Results reported as number of new unique molecular species obtained every contraction–expansion period (2 ps) for HRD simulations employing different confinement force constants kconf and the nine selected acceleration parameters for each of the different HRD variants. The total simulation time was averaged for each acceleration parameter over four simulations employing different kconf. Low values for α induce great reactivity; however, they also lead to instability of the simulations and total simulation times of under 50 ps as highlighted in dark gray. The Gaussian accelerated approach provides the best balance between acceleration and stability by showing low sensitivity to the choice of kconf, while SaHRD delivers the best qualitative outcome overall (see Figure 4).

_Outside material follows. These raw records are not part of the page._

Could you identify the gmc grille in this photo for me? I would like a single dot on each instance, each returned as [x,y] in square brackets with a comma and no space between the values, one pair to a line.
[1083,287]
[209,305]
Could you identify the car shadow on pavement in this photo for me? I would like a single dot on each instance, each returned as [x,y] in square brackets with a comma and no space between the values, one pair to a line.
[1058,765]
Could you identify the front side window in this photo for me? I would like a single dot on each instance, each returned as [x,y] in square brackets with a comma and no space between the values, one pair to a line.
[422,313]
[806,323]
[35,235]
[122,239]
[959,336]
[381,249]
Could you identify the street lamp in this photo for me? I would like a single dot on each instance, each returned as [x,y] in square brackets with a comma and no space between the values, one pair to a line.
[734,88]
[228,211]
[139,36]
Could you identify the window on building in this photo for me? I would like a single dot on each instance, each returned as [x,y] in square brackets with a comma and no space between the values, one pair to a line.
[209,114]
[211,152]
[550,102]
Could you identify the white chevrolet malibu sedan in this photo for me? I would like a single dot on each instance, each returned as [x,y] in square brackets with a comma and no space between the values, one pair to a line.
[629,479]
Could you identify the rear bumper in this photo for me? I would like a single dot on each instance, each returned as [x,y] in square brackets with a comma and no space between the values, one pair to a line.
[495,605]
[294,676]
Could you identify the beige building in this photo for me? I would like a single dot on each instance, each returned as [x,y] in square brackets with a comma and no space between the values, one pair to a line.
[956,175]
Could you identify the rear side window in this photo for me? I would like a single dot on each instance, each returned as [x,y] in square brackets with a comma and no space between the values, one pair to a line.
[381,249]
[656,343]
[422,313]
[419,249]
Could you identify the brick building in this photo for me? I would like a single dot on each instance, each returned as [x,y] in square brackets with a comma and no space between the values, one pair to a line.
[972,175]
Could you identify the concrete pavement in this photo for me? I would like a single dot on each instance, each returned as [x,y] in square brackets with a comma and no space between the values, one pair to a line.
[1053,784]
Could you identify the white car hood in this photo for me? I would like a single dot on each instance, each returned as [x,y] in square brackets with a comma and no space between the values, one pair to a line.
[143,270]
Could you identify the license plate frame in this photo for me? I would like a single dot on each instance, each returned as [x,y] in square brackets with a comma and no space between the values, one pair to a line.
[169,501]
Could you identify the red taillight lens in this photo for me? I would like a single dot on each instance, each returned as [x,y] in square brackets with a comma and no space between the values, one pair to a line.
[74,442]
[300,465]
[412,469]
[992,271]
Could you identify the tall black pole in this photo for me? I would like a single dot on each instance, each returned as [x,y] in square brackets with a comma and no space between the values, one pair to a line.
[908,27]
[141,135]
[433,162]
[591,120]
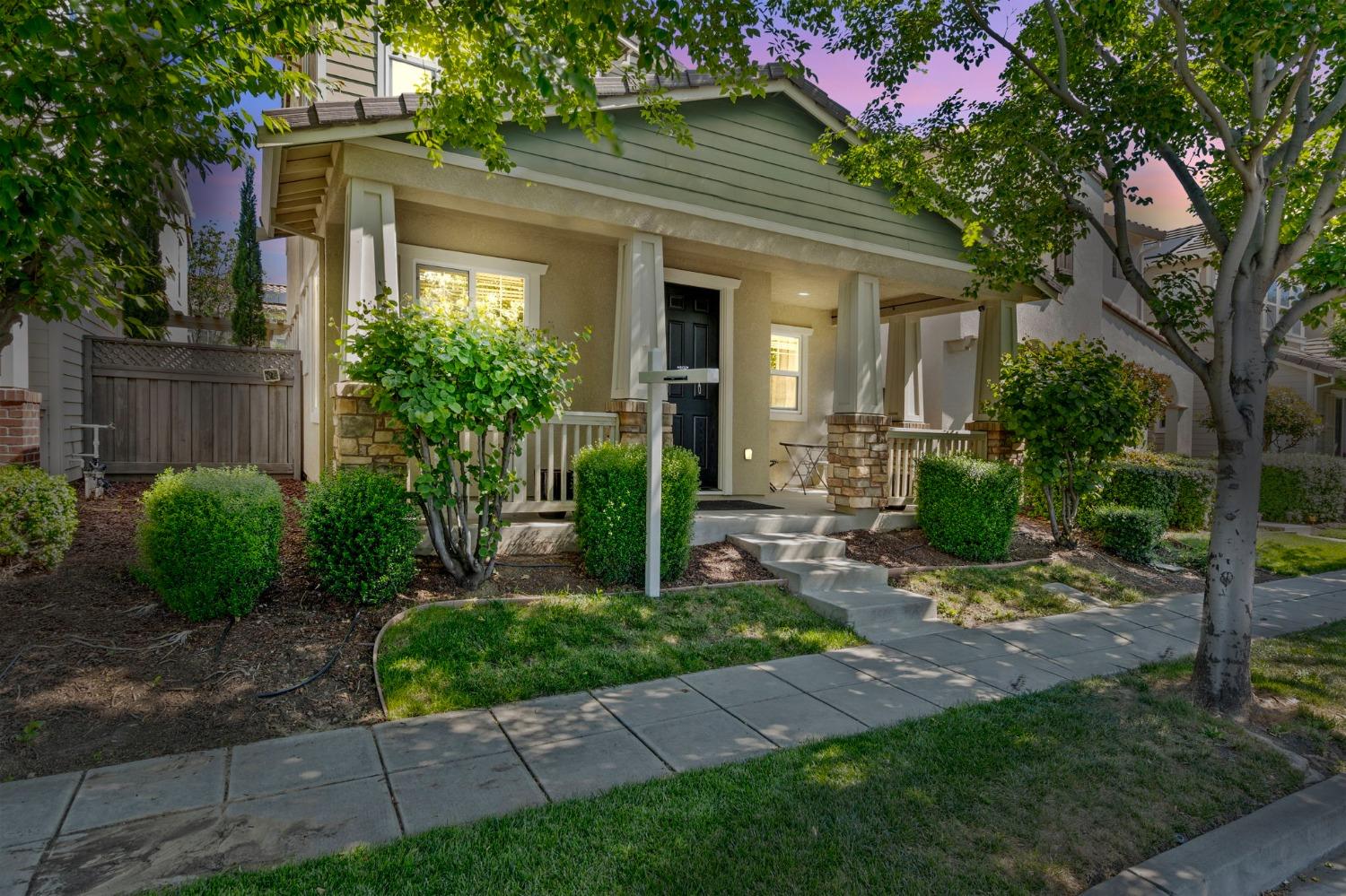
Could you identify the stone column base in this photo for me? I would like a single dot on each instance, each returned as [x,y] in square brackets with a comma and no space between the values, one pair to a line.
[1001,441]
[632,417]
[21,427]
[363,438]
[858,462]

As we employ two reactivity-enhancement techniques for the HRD method, we have additionally performed calculations to show the interplay of the spherical confinement and the chosen strength of the hyper-MD bias. For this purpose, we compare the previously obtained results at kconf = 1.00 kcal mol–1 Å–2 to the outcome when gradually reducing the confinement strength to kconf = 0.25 kcal mol–1 Å–2. The results confirm earlier findings, that increasing the confinement strength in general aids the exploration process.8 However, it can also hinder it in the case of HRD when the two bias potentials become too strong together, leading to increased numerical problems and early termination of the simulations, or they cancel each other, therefore, hindering the exploration of new regions as shown in Figure 3. Considering these findings, we recommend using the highest confinement possible while applying a medium-strength acceleration parameter. This should provide a good balance between numerical stability of the simulation and induced reactivity.

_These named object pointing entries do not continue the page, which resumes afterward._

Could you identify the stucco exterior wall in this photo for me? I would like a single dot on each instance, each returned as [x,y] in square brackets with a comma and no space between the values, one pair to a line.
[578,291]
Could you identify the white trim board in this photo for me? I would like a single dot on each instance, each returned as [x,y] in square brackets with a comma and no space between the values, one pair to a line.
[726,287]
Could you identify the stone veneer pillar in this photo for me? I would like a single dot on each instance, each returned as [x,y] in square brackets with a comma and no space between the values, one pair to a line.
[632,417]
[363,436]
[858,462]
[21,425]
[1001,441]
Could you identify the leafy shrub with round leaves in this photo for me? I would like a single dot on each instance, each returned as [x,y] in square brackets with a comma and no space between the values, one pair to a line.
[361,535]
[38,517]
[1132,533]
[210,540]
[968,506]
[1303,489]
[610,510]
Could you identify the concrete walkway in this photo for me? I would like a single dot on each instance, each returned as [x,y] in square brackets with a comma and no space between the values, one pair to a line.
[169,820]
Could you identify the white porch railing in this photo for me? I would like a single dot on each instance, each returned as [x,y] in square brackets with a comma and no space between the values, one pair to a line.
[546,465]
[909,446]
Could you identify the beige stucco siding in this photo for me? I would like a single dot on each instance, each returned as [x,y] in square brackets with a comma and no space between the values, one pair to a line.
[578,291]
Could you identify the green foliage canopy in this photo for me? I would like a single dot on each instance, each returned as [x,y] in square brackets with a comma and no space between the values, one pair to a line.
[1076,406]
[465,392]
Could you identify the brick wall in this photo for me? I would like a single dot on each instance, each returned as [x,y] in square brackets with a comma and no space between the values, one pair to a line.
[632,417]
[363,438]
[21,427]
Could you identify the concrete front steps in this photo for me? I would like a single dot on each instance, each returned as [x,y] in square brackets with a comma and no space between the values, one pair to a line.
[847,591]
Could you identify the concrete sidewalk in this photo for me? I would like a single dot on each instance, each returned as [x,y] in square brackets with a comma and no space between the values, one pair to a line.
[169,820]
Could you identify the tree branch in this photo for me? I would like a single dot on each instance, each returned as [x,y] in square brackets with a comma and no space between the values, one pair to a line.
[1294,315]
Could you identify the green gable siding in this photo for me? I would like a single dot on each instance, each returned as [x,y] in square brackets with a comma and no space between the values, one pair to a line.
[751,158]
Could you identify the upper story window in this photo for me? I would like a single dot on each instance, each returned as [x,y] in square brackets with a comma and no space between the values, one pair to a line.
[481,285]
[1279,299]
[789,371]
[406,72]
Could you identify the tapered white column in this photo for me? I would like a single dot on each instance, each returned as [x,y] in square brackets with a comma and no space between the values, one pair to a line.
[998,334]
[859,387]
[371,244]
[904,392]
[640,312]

From the three different tested HRD approaches, SaHRD performed best both quantitatively for the ideal kconf = 1.00 kcal mol–1 Å–2, as shown in Figure 3 in orange, and qualitatively by providing a wide range of compounds, including previously identified RNA precursors with the earlier piston-accelerated nanoreactor approach8 at 2000 K; e.g., methane (18), ethanedinitrile (19), formamidine (35), and cyanoacetylene (21) were found along with imidazole (36) when increasing the bias strength. A selection of identified compounds is summarized in Figure 4 based on the classification in primary and secondary RNA precursors presented by Benner et al.68 Selections for compounds obtained within aHRD and GaHRD simulations can be found in the Supporting Information, where an overview of numbered molecules obtained in all conducted HCN simulations within this work is also provided.
Figure 4.
Selection of obtained molecular species for SaHRD simulations at kconf = 1.00 kcal mol–1 Å–2 and rmin = 7 Å/rmax = 15 Å, ranging from simple carbohydrates to RNA precursors as postulated by Benner et al.,68 and important heterocyclic compounds, such as imidazole (36). Starting compounds are shown in green, while primary and secondary RNA precursors are depicted in orange and red, respectively.

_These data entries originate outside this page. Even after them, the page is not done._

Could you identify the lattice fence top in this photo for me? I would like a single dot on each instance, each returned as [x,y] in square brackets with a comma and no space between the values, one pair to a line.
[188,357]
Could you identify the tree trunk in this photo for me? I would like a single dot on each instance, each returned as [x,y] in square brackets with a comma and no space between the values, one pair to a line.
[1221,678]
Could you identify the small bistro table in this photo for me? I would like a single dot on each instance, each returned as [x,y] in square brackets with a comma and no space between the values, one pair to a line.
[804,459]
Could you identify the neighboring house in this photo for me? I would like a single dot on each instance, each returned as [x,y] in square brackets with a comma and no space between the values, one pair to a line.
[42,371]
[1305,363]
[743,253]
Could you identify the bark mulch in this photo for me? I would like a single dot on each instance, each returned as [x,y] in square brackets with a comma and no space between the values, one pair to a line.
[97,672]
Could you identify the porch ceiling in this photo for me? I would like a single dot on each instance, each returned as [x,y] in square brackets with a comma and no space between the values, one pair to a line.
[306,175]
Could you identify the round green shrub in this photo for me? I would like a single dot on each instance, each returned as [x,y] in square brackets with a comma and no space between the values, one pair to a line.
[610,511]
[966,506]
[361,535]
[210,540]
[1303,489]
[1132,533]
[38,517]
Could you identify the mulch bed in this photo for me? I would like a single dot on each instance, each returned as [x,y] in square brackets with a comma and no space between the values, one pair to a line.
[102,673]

Temperature and Pressure Regulation in Hyperreactor Dynamics Simulations
To check temperature and pressure regulation by the employed Langevin thermostat (Ttarget = 298.15 K; γ = 7 ps–1), we looked at the mean temperature and pressure throughout the simulation for every combination of kconf and α/σ0. Outliers were removed prior to the analysis by the IQR method.69 The results shown in Figure S3 reveal very good temperature control for most simulation setups except for two aHRD and two SaHRD cases, which are clearly outliers and caused by the very harsh bias employed. Furthermore, the pressure fluctuations have a clear tendency to increase for higher kconf, as expected and reported before,8 as well as for milder acceleration during the hyperdynamics. This finding can be attributed to increasing spherical confinement due to atom dissipation, and it systematically shows the interplay between the two bias potentials.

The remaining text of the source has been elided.